As new fleets of demand response, battery storage, smart inverters or electric vehicles emerge, network service providers will have every reason to contract with an aggregator or intermediary where that’s cheaper or better for network customers. Where outsourcing is not cheaper or sufficiently reliable, why would policy makers want to compel a higher cost model that undermines the use of non-network solutions? Competition policy experts such as Euan Morton, Principal of Synergies Economic Consulting have previously warned the AEMC to avoid imposing higher costs on network customers based on a “bet” on future benefits for energy markets.
Everyone agrees that networks, as regulated monopolies, should not be traders in energy markets nor should they be able to prevent customers - or their agents - using those same distributed energy resources (DER ) resources in competitive energy markets. That’s a given. However, those issues can be dealt with in ring-fencing and shared asset guidelines. They hardly require mandating the ‘contracting out’ of network use of DER services.
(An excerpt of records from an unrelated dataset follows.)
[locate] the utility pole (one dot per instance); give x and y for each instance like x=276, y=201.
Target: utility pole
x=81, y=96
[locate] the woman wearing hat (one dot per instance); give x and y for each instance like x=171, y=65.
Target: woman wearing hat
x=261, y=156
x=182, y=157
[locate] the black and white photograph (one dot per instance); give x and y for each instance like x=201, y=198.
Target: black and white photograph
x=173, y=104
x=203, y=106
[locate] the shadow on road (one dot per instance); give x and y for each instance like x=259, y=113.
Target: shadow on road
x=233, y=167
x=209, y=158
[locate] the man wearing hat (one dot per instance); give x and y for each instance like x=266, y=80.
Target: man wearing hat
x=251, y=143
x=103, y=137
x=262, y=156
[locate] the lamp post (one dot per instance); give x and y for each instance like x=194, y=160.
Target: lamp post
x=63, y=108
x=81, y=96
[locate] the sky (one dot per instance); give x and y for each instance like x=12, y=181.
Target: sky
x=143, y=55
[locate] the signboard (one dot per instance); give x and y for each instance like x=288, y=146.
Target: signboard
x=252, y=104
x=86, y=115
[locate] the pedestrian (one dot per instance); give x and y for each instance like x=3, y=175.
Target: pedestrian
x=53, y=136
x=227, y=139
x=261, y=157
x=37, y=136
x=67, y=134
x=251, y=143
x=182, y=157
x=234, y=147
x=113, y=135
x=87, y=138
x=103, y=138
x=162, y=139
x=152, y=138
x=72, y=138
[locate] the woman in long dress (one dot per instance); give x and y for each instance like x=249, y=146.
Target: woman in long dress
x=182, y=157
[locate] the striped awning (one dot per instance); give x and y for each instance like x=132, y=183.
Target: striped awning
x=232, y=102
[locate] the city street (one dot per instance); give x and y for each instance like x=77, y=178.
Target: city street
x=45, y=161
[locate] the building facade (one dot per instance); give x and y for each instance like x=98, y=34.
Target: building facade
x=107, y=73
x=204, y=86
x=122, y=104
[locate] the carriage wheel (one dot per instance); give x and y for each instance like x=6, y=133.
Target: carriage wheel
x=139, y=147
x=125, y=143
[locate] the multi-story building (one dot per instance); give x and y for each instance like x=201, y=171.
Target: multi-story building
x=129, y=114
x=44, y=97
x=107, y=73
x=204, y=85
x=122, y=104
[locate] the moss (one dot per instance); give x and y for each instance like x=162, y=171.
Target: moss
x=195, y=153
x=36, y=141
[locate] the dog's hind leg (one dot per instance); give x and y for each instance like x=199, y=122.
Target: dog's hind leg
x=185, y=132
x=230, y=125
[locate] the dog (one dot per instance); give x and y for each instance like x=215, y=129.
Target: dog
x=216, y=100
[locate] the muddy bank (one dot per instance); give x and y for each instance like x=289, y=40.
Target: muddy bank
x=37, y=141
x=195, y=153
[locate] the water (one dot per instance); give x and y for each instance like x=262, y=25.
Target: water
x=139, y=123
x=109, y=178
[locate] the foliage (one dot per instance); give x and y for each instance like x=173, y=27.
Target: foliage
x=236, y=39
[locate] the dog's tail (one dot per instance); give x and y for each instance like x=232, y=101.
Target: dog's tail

In this world of UBER and disintermediation it seems odd that policy makers are considering forcing in an intermediary, such that networks would only be permitted to contract for DER services via an aggregator.In an energy market in which customers can be passive or prefer simplicity, it seems risky to require networks to contract through an energy services market which is not highly competitive.
All procurement options should be left on the table, along with strong incentives to meet network customer needs at least cost.
Network Innovation Discussion Paper
The customer driven energy revolution which is currently underway will require electricity networks to become as agile as the technologies they connect. This week, it released a Discussion Paper on Network Innovation authored by Irina Umback.
Australia’s research focus does not line up with the best international experience. For instance, the UK invests three times more on energy network innovation per capita despite being much more densely populated.
About 1% of Australia’s energy research budget goes into electricity grids, despite the grid representing up to half the cost of an average electricity bill and a quarter of future electricity system expenditure to 2050.
Australia has the opportunity to learn from international experience in fostering network innovation. In the UK, an independent evaluation of the Ofgem’s Low Carbon Networks Fund found the net benefits of the program were over 6 times the cost of the scheme. The UK energy regulator estimated that its network innovation scheme could achieve net benefits for customers of between £800 million and £1.2 billion when projects are rolled out by trialing companies and up to £8.1 billion if rolled out across Great Britain.
Continuing innovation in energy networks, through the integration of new technologies, smart grid applications, machine learning and ‘big data’ analytics can reduce long-term energy costs and provide a more stable, reliable energy system.
The Discussion Paper canvasses options for Australia to get on the front foot in network innovation and is part of a wider discussion our sector is pursuing focussed on innovation in energy networks.
Stakeholder feedback is sought on key questions in the Discussion Paper until September 26, 2017.